С увала далеко видны квадраты полей: зеленая пшеница, сизые овсы, черные пашни. За полями - большое, раскинувшееся на несколько верст, село.
- Вот и Наскафтым! - говорит Прохор.- Попадем в самый раз к наемке.
Липат тоже оживляется,
- Баяли встречные бурлаки {Бурлаками в черноземной полосе звали странствующих земледельческих рабочих.}, что тут на графскую экономию много народу требуется... Только управитель у этого графа настоящий лютый пес!
- Все они для нашего брата псы!..- откликается Прохор.
На широкой площади села Наскафтыма по воскресеньям народу - нетолченая труба. Торговцы, с красным и иным товаром на возах, прасолы, батраки, богомольцы, больные, ожидающие приемной очереди в больнице, и вообще сельчане, особенно бабы, находящие удовольствие в том, чтоб поглазеть на других и потолкаться.
Вокруг площади торговые и трактирные заведения, казенная винная лавка, волостное правление, полицейский стан, дома духовенства и местных богачей.
В трактире настежь распахнуты дверию Над воротами вывеска: "Отрада" - чайная купца Парамонова. Около трактира вытоптана кружевина. Здесь сложены после стройки старые бревна, кучи мусора и кирпичей. И здесь же происходит наемка батраков.
Начиная с весны, как только солнце пригреет ожидающую землю, больше трех миллионов их растекается широкими потоками во все концы России. С мешками и косами за спинами, рваные и босые, с опухшими ногами, покрытыми ссадинами и мозолями, идут они, часто сами не зная куда, пока, наконец, нужда не забросит их в господскую усадьбу, к лавочнику, прасолу, кулаку или попу.
Рано утром, пока еще не догорели на востоке рдяно-золотые полосы зари, Прохор и спутники его уже были на площади. День обещал быть ясным и солнечным. Омытое дождями, голубело прозрачное небо.
Людской гомон плывет по площади, сливаясь с последними ударами церковных колоколов. Кончается обедня, народ выходит из церкви. Прасолы и другие хозяева-наемщики чтут старые обряды: раньше, чем не кончится церковная служба, никто из них и не подумает рядиться с батраками.

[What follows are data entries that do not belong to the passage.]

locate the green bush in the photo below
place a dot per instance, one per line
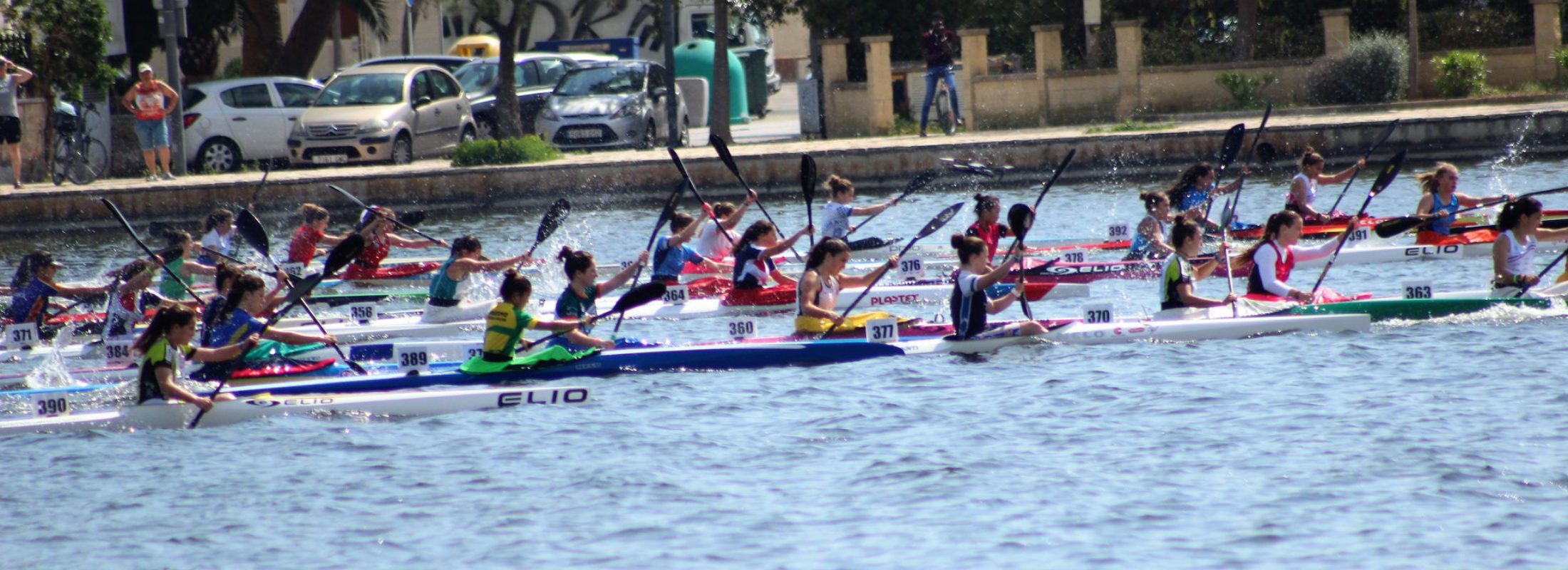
(1245, 90)
(1373, 69)
(513, 151)
(1460, 74)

Прохор сидит на земле, широко расставив ноги и подоткнув под себя уже успевший просохнуть зипун. Он жмурится от солнечных лучей и часто моргает воспаленными от грязи и простуды глазами.
Рядом такие же, как и он, исхудавшие за зиму, оборвавшиеся и уставшие от долгого пути рабочие из Пензенской, Тамбовской, Нижегородской и других губерний. Немного подальше - кучка татар в круглых шапочках-тюбетейках. Еще подальше мордвины - в белых до колен холщовых рубахах. Мордвин охотней всего берут на работу, они послушны, нетребовательны, сговорчивы в плате и все хорошие косцы.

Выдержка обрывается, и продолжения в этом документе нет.